Dickens, at his less successful, asks us to share his fantasy of rest and contentment, of love and goodness. This almost never comes off on the page. When he does this we get the love interest, the ‘pure woman’,or the Christian charity of the frankly unbearable Cheeryble brothers in Nicholas Nickleby. He seems in such passages to be trying to get us to have the ‘appropriate’ emotion. At his his most successful we do not need this because we participate with him in the excessive joy that comes from the massive over accumulation of details, of the hyperbole and and repulsion that comes through a Quilp, a Jarndyce or a Bradley Headstone. Repulsion and attraction: for there is a profound ambivalence about the Other, and I think this inability to portray women as sexual beings, as people with credible lives is connected to it. The figure of the woman creates particular unease in Dickens which he ‘solves’ by splitting: presenting the ‘love interest’ women as pure, untouchable and sexless, and displacing the dread on to the ‘bad’ woman. He is covering over the anxiety with fantasy that is is hardly ever felt by readers to be successful, because he is unable to clothe the pure woman in a convincing fictional language. The dream begins to fail and then we are in danger of waking up – to a bourgeois Victorian bride. All the creative force goes elsewhere,  into the  creations of of demonic intensity and creeping evil. In Great Expectations, Biddy is the pure and moral woman, Miss Havisham has the qualities of the Wicked Witch, and Estella has those of the sadistic, cold hearted seducer. It is Biddy that we forget.

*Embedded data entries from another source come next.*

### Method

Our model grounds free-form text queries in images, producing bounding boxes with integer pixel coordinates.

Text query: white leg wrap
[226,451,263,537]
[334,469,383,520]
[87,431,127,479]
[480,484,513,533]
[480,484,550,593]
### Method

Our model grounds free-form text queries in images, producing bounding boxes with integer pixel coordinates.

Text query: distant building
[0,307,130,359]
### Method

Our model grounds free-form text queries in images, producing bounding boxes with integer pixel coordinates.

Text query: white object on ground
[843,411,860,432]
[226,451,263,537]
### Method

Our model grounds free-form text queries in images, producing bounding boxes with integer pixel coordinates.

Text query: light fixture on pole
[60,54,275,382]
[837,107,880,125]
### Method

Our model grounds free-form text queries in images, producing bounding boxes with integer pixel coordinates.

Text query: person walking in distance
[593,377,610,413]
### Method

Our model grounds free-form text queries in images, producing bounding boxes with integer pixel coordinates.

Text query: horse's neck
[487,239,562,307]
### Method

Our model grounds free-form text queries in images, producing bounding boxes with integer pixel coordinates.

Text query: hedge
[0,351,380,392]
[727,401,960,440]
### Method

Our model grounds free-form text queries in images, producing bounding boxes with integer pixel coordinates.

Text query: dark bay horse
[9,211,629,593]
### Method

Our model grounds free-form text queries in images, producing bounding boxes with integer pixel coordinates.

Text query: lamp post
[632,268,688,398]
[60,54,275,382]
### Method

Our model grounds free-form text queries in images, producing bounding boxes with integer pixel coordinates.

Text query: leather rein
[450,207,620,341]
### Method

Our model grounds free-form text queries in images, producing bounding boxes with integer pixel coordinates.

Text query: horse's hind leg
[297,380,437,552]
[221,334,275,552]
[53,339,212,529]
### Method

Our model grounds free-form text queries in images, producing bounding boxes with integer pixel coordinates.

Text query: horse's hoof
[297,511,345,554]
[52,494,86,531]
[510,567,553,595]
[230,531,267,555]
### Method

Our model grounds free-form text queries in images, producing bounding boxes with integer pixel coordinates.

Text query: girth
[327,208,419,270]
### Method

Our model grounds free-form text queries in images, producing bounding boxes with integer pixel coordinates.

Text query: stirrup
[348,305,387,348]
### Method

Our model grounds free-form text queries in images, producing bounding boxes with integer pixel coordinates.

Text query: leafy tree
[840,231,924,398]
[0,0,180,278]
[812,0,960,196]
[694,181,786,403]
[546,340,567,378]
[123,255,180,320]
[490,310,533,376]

The triumph of a certain kind of fiction of the 19th century is that of the realist novel. One of it great qualities is its panoramic sweep, its ability to conjure a whole city for world – and Dickens, as much as Balzac or Tolstoy can do this. Think of the Ariel perspective on a whole city in  Bleak House, for instance. This side sheds light, the other probes the darkness, the grotesque, the nightmare. Dickens explores both sides.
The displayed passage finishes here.